Do not overcrowd the pot — browning in batches ensures a good sear.
Brown meat 08:00
2
Cook the curry base
Reduce heat to medium. Add onions and cook until golden brown, about 8 minutes. Add curry powder, garam masala, and curry leaves, stirring for 2 minutes until fragrant.
Cook base 10:00
3
Simmer the curry
Add tomatoes and return the lamb to the pot. Add enough water to just cover the meat. Bring to a boil, then reduce to a low simmer. Cover and cook for 40 minutes.
Simmer curry 40:00
4
Add potatoes
Add the potato quarters to the curry. Continue simmering for another 20 minutes until the potatoes are tender and the sauce has thickened.

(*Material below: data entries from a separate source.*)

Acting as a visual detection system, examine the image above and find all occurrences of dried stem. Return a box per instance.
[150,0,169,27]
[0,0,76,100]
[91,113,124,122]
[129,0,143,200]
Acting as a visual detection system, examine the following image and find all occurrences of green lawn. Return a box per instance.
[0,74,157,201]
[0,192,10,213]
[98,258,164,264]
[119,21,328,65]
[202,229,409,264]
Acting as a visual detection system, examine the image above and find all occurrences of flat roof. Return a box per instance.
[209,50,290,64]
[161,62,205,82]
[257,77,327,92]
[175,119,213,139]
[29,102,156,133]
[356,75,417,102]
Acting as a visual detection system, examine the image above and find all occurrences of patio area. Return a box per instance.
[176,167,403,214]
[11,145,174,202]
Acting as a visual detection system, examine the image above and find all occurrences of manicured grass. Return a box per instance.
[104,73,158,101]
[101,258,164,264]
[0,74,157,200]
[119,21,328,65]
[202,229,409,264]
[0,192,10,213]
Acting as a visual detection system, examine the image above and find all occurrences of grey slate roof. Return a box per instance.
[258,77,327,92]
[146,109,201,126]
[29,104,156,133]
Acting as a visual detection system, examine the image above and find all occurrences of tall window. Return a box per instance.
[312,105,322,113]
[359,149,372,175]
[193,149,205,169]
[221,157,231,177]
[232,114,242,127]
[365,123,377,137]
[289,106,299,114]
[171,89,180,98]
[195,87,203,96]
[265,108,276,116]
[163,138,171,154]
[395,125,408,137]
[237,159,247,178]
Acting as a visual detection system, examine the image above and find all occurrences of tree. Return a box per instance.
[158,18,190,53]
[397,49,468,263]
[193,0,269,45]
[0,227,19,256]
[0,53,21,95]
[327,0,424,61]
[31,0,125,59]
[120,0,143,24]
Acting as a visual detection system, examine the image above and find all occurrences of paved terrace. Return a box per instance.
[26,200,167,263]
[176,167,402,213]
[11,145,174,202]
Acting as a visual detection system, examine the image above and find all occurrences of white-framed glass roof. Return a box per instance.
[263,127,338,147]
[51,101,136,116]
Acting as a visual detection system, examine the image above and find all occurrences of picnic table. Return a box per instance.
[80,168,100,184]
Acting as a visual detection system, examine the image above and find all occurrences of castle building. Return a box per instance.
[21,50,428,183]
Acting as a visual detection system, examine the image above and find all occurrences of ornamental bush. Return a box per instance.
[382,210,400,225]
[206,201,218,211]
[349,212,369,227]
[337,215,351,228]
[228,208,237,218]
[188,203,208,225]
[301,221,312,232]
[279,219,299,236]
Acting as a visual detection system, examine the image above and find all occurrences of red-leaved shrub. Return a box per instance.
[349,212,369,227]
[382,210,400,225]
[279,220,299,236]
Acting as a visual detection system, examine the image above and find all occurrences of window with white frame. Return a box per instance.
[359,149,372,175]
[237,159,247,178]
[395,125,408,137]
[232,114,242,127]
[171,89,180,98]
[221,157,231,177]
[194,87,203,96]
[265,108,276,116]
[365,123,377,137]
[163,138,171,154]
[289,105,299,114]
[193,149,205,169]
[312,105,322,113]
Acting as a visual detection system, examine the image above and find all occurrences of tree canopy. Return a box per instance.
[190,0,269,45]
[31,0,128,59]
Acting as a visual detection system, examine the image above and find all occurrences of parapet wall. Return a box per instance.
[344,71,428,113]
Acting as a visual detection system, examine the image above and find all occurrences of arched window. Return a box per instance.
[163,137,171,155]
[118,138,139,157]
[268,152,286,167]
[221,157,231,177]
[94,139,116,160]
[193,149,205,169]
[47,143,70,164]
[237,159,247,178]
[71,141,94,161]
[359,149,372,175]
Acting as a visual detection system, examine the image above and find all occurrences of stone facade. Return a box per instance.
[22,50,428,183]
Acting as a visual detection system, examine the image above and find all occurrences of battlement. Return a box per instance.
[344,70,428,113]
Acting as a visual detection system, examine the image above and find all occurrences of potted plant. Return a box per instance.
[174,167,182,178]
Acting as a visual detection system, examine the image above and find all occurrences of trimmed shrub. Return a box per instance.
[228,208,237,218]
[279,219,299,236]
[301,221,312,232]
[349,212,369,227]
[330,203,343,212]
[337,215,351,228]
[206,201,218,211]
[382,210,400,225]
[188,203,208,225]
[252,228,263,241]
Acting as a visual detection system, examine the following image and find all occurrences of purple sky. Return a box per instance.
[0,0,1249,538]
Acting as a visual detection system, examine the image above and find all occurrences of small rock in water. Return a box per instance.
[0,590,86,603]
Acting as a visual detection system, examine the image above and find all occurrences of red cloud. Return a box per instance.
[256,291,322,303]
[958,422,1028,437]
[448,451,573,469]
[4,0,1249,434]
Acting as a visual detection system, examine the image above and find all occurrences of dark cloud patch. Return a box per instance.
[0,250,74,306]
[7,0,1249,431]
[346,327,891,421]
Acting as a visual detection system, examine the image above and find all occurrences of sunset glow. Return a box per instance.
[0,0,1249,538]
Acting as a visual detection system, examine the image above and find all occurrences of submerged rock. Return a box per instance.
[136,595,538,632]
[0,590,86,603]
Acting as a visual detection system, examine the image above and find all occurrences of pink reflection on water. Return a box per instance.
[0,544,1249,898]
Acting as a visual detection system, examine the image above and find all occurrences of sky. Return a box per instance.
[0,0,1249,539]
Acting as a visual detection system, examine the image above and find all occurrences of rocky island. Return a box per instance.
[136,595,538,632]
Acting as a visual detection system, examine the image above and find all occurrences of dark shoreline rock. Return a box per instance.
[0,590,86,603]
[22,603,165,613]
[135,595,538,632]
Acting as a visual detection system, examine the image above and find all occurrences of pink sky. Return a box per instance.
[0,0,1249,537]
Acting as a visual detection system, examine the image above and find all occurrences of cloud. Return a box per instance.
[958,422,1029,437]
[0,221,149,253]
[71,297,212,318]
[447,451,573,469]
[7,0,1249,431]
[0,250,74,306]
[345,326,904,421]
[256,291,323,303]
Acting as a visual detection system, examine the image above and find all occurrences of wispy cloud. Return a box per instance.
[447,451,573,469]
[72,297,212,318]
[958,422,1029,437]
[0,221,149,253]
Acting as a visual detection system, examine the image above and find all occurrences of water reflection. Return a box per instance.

The potatoes should be soft enough to break apart slightly, thickening the curry.
Cook potatoes 20:00
5
Prepare the bread
Cut the bread loaf in half. Hollow out each half, leaving about 2cm of bread on the sides and bottom. Keep the scooped-out bread for dipping.
6
Assemble and serve
Ladle the hot curry into the hollowed-out bread. Place the bread lid on top. Serve immediately, eating with your hands — tear pieces of bread and scoop up the curry.
Authentic bunny chow is always eaten with your hands, never cutlery.

Every household has small variations. Start here, then adjust seasoning, heat, and serving sides to your kitchen.